Certainly in 1933 Britain was one of the richest nations on earth with a huge Empire which contained all the foodstuffs and raw materials she could ever require. Yet at the same time the masses of her people lived in terrible slum housing and were malnourished from the lack of good food. What they needed more than anything else was the opportunity to work. To become ill was often a death sentence as there was no free health service. Farming and agriculture was depressed as few had the money to buy the food they needed and as a result crops were often ploughed back into the earth because those who were desperate for them had not the money with which to purchase them - and no opportunity to earn any money.

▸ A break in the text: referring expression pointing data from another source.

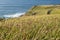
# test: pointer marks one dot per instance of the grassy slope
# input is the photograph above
(37, 27)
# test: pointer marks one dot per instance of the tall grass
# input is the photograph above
(45, 27)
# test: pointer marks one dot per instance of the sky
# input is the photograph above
(16, 6)
(27, 2)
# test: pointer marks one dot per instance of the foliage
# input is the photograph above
(36, 27)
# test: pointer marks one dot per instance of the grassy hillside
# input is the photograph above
(34, 27)
(42, 10)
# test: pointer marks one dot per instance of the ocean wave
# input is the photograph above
(14, 15)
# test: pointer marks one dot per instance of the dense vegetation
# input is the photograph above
(38, 26)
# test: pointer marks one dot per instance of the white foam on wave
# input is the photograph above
(14, 15)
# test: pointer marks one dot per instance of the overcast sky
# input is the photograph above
(32, 2)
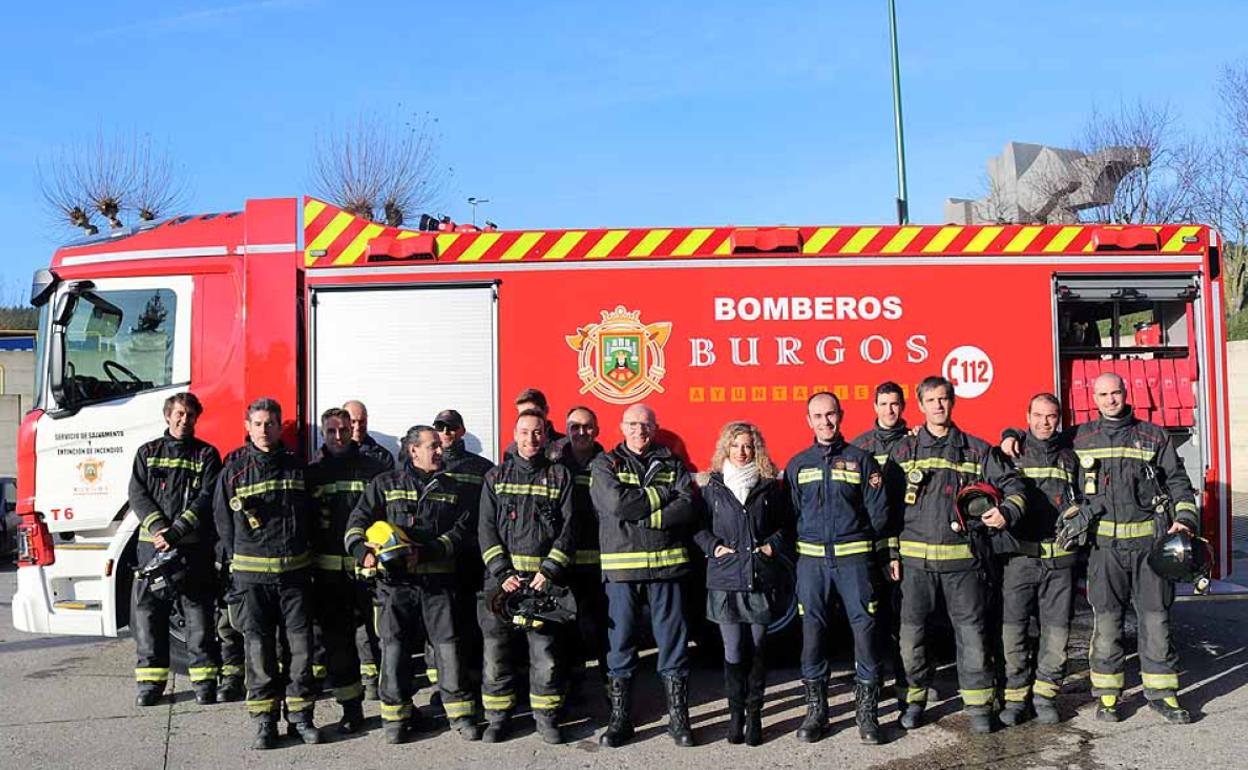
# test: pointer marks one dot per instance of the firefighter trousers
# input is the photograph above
(335, 594)
(1032, 589)
(820, 580)
(1117, 578)
(965, 600)
(624, 603)
(404, 609)
(498, 677)
(151, 632)
(262, 613)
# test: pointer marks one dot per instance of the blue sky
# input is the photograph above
(590, 114)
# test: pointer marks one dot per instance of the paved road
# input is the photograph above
(68, 703)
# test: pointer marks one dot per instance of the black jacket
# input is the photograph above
(335, 484)
(764, 519)
(527, 522)
(429, 509)
(171, 489)
(839, 499)
(645, 511)
(947, 464)
(1133, 463)
(588, 555)
(261, 511)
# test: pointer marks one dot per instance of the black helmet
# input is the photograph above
(1182, 558)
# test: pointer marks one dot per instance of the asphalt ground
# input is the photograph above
(69, 703)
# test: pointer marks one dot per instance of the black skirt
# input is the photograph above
(740, 607)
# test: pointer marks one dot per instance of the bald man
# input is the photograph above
(643, 496)
(1125, 466)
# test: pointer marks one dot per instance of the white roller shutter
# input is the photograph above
(408, 353)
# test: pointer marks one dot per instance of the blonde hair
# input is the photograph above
(766, 468)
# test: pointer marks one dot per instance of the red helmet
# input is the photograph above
(972, 502)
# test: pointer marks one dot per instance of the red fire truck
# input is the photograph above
(303, 302)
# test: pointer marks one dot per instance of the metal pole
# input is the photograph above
(902, 205)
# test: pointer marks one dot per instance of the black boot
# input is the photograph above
(619, 724)
(678, 710)
(352, 716)
(266, 734)
(815, 721)
(867, 695)
(754, 688)
(734, 690)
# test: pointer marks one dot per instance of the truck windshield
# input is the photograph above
(120, 342)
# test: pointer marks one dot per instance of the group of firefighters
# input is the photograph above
(345, 567)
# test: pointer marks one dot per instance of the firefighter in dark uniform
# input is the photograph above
(575, 452)
(1038, 579)
(527, 538)
(427, 509)
(366, 635)
(468, 469)
(838, 494)
(261, 511)
(171, 493)
(939, 461)
(644, 499)
(890, 427)
(1131, 473)
(336, 481)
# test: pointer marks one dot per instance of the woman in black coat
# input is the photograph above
(746, 521)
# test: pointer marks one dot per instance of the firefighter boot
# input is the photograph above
(352, 716)
(755, 684)
(619, 723)
(734, 690)
(1014, 714)
(548, 728)
(867, 695)
(678, 710)
(1107, 710)
(1170, 710)
(911, 716)
(813, 725)
(206, 693)
(1046, 710)
(231, 689)
(266, 733)
(497, 726)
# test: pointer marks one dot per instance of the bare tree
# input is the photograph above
(110, 176)
(380, 167)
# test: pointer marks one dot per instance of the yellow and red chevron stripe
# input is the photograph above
(333, 237)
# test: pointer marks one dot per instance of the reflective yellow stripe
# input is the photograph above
(337, 488)
(175, 462)
(333, 563)
(270, 486)
(935, 552)
(650, 559)
(527, 489)
(544, 703)
(498, 703)
(270, 565)
(1125, 531)
(1047, 472)
(151, 674)
(940, 463)
(1160, 682)
(1117, 453)
(202, 673)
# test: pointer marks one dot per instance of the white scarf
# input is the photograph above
(740, 481)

The great capitalist crisis predicted by the Marxists has arrived. The system had failed and something needed to be done - as so clearly expressed by the then Prince of Wales. Germany by comparison had nothing. She had to pay huge financial reparations as a result of the First World War. She has been stripped of all her colonies and much of her territory in Europe had been passes to other nations such as Poland, France and Czechoslovakia. She had no gold reserves or any assets. What she did have was the will to change. She had an industrious population who were willing to work - when given the opportunity.
Hitler gave the German people work and bread. To overcome all her problems she had to revert to a barter system to import whatever she could not produce at home. Many other great reforms were implemented. This was only possible by the great loyalty and confidence shown by the German folk towards their Leader. How was this loyalty gained?. This book goes a long way to explain how and why the German folk followed Hitler through thick and thin. In good times and bad - until the very end.